Thank you and intriguing indeed. SWR2 will be broadcasting the whole performance later this month on 20 March @ 20:03 Central European Time. https://www.swr.de/swr2/programm/index.html

Adding a couple of new vids, one on film, the other audio-only. Enjoy!


----------



## ALT (Mar 1, 2021)

Yet more of the renowned versatility from the great soprano.


----------



## ALT (Mar 1, 2021)

See details in description section of video.


----------



## ScottK (Dec 23, 2021)

ALT said:


> Yet more of the renowned versatility from the great soprano.


Letter duet....love that approach, lets just get on with it and sing some of the most beautiful sounds ever sung! And It looks like she had a pretty bold take on her Countess....a little goofy?

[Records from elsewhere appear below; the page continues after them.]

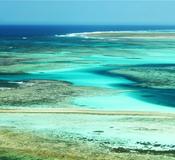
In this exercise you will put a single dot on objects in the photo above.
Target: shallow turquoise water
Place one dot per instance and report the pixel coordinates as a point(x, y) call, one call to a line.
point(81, 60)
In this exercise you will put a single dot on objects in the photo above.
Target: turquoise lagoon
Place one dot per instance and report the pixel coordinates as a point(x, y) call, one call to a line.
point(86, 59)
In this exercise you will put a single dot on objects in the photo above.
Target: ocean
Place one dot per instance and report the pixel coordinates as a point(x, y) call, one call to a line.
point(114, 67)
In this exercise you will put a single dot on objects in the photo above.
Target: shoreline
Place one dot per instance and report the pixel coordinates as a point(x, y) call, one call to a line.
point(87, 111)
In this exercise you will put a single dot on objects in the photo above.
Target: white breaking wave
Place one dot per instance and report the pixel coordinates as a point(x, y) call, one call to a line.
point(96, 34)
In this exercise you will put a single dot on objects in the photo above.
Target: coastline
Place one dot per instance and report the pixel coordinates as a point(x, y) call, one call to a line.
point(87, 111)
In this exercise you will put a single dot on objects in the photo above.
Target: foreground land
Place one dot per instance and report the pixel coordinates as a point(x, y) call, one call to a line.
point(88, 134)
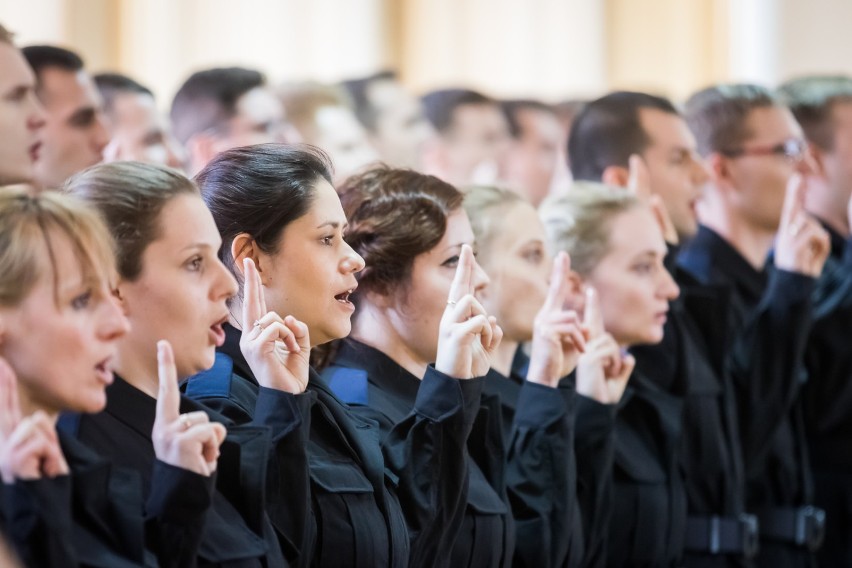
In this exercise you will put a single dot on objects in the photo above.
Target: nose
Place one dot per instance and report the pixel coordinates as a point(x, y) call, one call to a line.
point(352, 261)
point(480, 279)
point(668, 287)
point(114, 323)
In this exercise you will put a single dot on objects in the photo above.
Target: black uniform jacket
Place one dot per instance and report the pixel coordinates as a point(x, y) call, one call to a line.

Taken out of context it looks a little over the top or close, but since its her I'm completely believing that no judgement can be leveled without witnessing the whole creation.


----------



## ScottK (Dec 23, 2021)

ALT said:


> Yet more of the renowned versatility from the great soprano.


Only had time to sample the Circe, but she sounds so alive and beautiful! You've made me a big fan, I'll be back to finish.

What is the piece?


----------



## The Conte (May 31, 2015)

ScottK said:


> Letter duet....love that approach, lets just get on with it and sing some of the most beautiful sounds ever sung! And It looks like she had a pretty bold take on her Countess....a little goofy? Taken out of context it looks a little over the top or close, but since its her I'm completely believing that no judgement can be leveled without witnessing the whole creation.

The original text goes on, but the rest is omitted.